Auch der Nahrungsmittelkonzern Emmi hat die Zeichen der Zeit erkannt und verkauft Aloe Vera seit einem Jahr als Zugabe in Joghurts und Drinks. Der frische Geschmack des Lifestyle-Produkts hat mit Aloe Vera überhaupt nichts zu tun: Sie schmeckt nämlich fade und leicht bitter. Noch nie habe ein Produkt bei Emmi einen solch fulminanten Start hingelegt, erzählt ein sichtlich begeisterter Erich Kienle, Marketingleiter bei Emmi. 20 Millionen Franken Umsatz, 80 Prozent Marktanteil und eine voraussichtliche Steigerung um 20 Prozent sind Traumzahlen.
Doch auch Emmi verspricht zu viel. Anton Tuor, Kantonschemiker von Luzern, prüft eine Anzeige gegen den Lebensmittelkonzern. Emmi macht nämlich im Internet Heilversprechen im Zusammenhang mit dem Joghurt. Da ist immer wieder von der erstaunlichen Wirkung der Heilpflanze Aloe Vera die Rede und davon, dass Aloe Vera aussen wie innen gleich wirke.
Ihren vorläufigen Höhepunkt erreicht die Aloe-Marketingwelle in der Waschmittel- und Textilindustrie. Lever wirbt für ihr neustes Omo mit Aloe Vera mit dem Slogan «natürlich sanft zur Haut». Auf Anfrage von Kassensturz hält sich die Firma aber zurück: Sie will nicht bestätigen, dass die angebliche Milde aus der Aloe Vera kommt. Sie hält auch geheim, wie viel Aloe Vera im Pulver drin ist. Vergleichbare Produkte geben einen Gehalt von 2 Prozent an. Die rhetorische Frage drängt sich auf: Was kann ein fragiles Naturprodukt wie das Gel der Aloe Vera noch bewirken, nachdem es in einer 60 Grad heissen Seifenlauge war?

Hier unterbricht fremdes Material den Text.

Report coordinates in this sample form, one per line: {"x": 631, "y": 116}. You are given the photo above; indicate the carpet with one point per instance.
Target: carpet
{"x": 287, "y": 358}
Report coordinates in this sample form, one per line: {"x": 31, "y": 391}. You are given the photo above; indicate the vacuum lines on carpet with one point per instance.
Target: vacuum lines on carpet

Die Antwort: Das positive Image der Pflanze kann den Umsatz steigern. Dies gilt auch für die Textilindustrie, die ihre Kunden neuerdings mit Socken, Damenstrümpfen, Matratzenauflagen und Herrenhemden beglückt, welche mit Aloe Vera behandelt sind. Hemdenfabrikant Michael Kauf in Ebnat Kappel SG behauptet, auch nach 20 Waschgängen seien noch 0,008 bis 0,02 Prozent Aloe-Vera-Bestandteile im Hemd nachweisbar. Diese seien für den werbemässig verbreiteten «Wohlfühleffekt» verantwortlich. Der Kommentar des Experten Bernd Diehl dazu: «Da sträuben sich mir die Haare!»
Wo macht Aloe Vera welchen Sinn?
- Gel der frischen Pflanze auf der Haut: Seit dem Altertum ist bekannt, dass dies bei Sonnenbrand und kleineren Verletzungen hilft.
- In Hautpflegeprodukten: Diese Anwendung ist der ursprünglichen am nächsten. Wichtig: den Anteil an Aloe Vera im Produkt beachten. Mehr ist besser.
- Als Getränk: Eine heilende Wirkung ist wissenschaftlich nicht belegt. Wer es trotzdem trinken will: je naturnäher, desto besser. Es gibt bio-zertifizierte Produkte. Den Anteil von Aloe Vera, Hilfs- und Konservierungsstoffen beachten.
- Im Joghurt: Eine gesundheitsfördernde Wirkung von Aloe Vera ist nicht wissenschaftlich nachgewiesen.
- Im Waschmittel: Auch wenn der Anteil an Aloe Vera deklariert wird, ist eine Wirkung auf den Menschen mehr als fraglich.
- Als Zugabe in Geweben: Diese Anwendungen leben vom guten Image der Pflanze. Wer dran glaubt, dem hilfts.